States take up issue of alien `sanctuary'. N. Mexico joins cities as haven for Central American `refugees'
Austin, Texas
During recent testimony on a proposal to make this city a sanctuary for Central American refugees, a federal immigration official threatened to ``dump'' illegal aliens on the steps of City Hall to test ``how big the city's heart really is.'' Austin's sanctuary resolution was subsequently withdrawn. But the official's threat suggests mounting frustration among federal authorities as a growing number of cities, counties, and now states take up the sanctuary issue.
The sanctuary movement took root several years ago among United States religious organizations seeking to protect Central American aliens they considered political refugees from deportation back to their strife-torn nations. [In Tucson, Ariz., after a six-month trial, a federal jury is deliberating the fate of 11 clergymen and lay church workers accused of smuggling aliens from El Salvador and Guatemala into the US.]

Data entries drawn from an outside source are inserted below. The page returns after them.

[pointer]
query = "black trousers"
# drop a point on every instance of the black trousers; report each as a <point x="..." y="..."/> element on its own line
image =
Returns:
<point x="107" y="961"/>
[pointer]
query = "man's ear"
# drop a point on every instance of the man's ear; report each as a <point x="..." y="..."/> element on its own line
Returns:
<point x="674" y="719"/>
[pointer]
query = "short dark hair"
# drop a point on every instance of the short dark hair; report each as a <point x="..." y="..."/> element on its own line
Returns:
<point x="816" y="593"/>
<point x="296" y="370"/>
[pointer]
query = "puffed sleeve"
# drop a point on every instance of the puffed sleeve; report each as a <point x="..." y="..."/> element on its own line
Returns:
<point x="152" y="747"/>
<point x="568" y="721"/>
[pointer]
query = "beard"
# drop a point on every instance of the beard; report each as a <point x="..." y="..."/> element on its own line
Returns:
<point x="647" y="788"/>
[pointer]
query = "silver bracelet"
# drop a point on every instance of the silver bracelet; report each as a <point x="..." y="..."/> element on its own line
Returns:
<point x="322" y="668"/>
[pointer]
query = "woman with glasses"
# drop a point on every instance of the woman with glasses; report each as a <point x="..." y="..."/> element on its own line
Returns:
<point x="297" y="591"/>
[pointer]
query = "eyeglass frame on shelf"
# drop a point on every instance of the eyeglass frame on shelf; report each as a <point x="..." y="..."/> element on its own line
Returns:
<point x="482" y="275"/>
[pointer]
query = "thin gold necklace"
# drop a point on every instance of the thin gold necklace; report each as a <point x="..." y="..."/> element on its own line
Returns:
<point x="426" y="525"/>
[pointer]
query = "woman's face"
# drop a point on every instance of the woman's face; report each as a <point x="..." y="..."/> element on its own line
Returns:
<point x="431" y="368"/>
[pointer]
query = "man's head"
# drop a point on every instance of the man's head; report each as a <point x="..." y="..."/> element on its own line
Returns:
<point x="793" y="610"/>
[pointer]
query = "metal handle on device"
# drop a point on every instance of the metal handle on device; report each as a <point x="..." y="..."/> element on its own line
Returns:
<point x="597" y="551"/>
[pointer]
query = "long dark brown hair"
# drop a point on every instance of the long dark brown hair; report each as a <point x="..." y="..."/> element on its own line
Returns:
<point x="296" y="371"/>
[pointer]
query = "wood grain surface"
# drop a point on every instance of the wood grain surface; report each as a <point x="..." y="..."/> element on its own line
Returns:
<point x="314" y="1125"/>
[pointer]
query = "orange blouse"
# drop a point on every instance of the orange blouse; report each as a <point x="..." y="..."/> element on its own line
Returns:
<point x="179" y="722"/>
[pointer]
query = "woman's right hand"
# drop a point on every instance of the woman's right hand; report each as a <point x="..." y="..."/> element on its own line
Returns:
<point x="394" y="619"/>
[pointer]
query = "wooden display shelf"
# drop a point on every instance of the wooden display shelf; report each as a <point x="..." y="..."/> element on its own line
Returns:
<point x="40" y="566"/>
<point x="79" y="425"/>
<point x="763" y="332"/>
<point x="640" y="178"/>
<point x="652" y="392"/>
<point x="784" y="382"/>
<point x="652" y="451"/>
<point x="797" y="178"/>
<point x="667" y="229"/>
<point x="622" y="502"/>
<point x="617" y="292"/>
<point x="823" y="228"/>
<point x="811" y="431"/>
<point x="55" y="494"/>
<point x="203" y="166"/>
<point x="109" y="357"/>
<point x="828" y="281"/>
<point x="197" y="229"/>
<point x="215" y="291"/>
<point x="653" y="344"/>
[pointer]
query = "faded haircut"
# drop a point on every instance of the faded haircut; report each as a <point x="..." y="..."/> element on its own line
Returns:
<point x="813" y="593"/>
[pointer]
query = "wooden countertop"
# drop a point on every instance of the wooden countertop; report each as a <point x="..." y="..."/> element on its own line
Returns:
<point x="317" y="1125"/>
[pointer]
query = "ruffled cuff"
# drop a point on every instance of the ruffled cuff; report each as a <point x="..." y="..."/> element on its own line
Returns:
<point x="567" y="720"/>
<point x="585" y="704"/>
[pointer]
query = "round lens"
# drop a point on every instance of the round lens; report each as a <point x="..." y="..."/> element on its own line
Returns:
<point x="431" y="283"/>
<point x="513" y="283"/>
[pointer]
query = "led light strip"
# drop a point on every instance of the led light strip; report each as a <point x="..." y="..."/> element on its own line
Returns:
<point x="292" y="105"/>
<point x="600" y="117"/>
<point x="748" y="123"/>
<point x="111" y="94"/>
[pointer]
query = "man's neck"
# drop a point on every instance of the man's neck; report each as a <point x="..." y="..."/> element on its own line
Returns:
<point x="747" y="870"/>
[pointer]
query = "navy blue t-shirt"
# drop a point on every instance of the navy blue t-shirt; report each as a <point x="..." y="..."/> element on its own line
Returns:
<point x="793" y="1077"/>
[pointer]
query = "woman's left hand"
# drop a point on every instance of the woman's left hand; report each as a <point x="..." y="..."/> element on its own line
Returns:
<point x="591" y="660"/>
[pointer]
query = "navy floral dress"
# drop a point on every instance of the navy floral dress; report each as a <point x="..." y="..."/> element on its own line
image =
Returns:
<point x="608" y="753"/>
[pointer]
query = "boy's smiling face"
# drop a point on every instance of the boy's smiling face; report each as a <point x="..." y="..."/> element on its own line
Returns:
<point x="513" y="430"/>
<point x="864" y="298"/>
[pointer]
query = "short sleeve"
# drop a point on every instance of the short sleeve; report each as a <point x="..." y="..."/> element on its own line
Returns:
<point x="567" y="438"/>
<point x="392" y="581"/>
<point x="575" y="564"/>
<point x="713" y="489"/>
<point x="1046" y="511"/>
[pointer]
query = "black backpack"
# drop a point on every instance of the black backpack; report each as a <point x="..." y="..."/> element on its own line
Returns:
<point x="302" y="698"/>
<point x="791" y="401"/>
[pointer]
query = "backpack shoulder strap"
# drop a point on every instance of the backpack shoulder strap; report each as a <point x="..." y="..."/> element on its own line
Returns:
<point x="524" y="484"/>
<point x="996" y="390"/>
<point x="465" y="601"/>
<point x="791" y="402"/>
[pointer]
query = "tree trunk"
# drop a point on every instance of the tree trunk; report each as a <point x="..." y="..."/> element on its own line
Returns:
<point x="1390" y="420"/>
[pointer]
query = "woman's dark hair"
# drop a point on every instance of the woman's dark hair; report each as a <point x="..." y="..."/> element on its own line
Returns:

More recently, however, local and state governments have taken up the cause. Seventeen cities across the US have proclaimed themselves sanctuaries. And last month New Mexico Gov. Toney Anaya declared his entire state a sanctuary. He has called on New Mexico citizens to oppose deportation of Central Americans, while directing state agencies to provide them with material assistance.
Federal officials insist immigration is the domain of the federal government. They also say that the proclamations encourage Central Americans to enter the country illegally, while discouraging US citizens from cooperating with Immigration and Naturalization Service (INS) efforts to stem the flow of undocumented aliens into the country.
Supporters of the local resolutions say their point is not to meddle in the federal government's business. But they say they do hope to put pressure on the federal government to change its policy of deporting more than 95 percent of the Central Americans it apprehends. The Reagan administration maintains that the great majority of Central American aliens are here for economic, and not political, reasons, and thus do not qualify for refugee status.
``The US Supreme Court has said that immigration matters are to be handled by Congress and the appropriate federal agencies, and we agree,'' says Tom Sharpe, an aide to Governor Anaya.
``But our hope, and the point of our proclamation,'' Mr. Sharpe says, ``is to spur Washington to reconsider its laws and how it carries them out.''
When Governor Anaya announced his proclamation March 28, he said he hoped it would have a ``snowball effect'' on other state and local governments. Since then, however, Gov. Mark White of Texas and Gov. Bruce Babbitt of Arizona, Anaya's neighbors on the Mexican border, have both stated their opposition to state action.
But a New York state assemblyman says Governor Anaya's action prompted him to begin work on a sanctuary resolution he plans to introduce as early as this week to the New York Assembly. And officials in King County, Washington, are also considering a sanctuary measure. King County contains Seattle, which in December approved one of the country's strongest sanctuary resolutions.
The problem, according to the INS, is that such proclamations encourage Central Americans -- and other foreigners as well -- to believe that the US is ready to accommodate them with open arms.
``I know [Governor Anaya] believes his proclamation has no legal effect, but the alien could easily misunderstand it,'' says Jim Lucas, officer in charge of the INS office in Albuquerque, N.M.
He adds: ``The people we're denying asylum to simply are not refugees. It's not some whim coming out of Washington, it's the law, and it conforms with the Geneva Convention [provisions on] refugees.''
``The INS explanation that these people are coming here only for economic improvement is obviously inaccurate,'' says Richard Sinkin, a specialist in Latin American studies at the University of Texas. ``But the sanctuary people need to acknowledge that they do come for economic, as well as political reasons.''
However the controversy develops, many experts don't expect it to have much effect on Central Americans considering the journey to ``El Norte.''
``[Sanctuary] is an extension of a long tradition of people coming across the border for political reasons,'' says Oscar Martinez, director of the Center for Inter-American and Border Studies at the University of Texas at El Paso. He notes, for example, that hundreds of Mexicans were accommodated in El Paso when Pancho Villa took control of Chihuahua in 1913.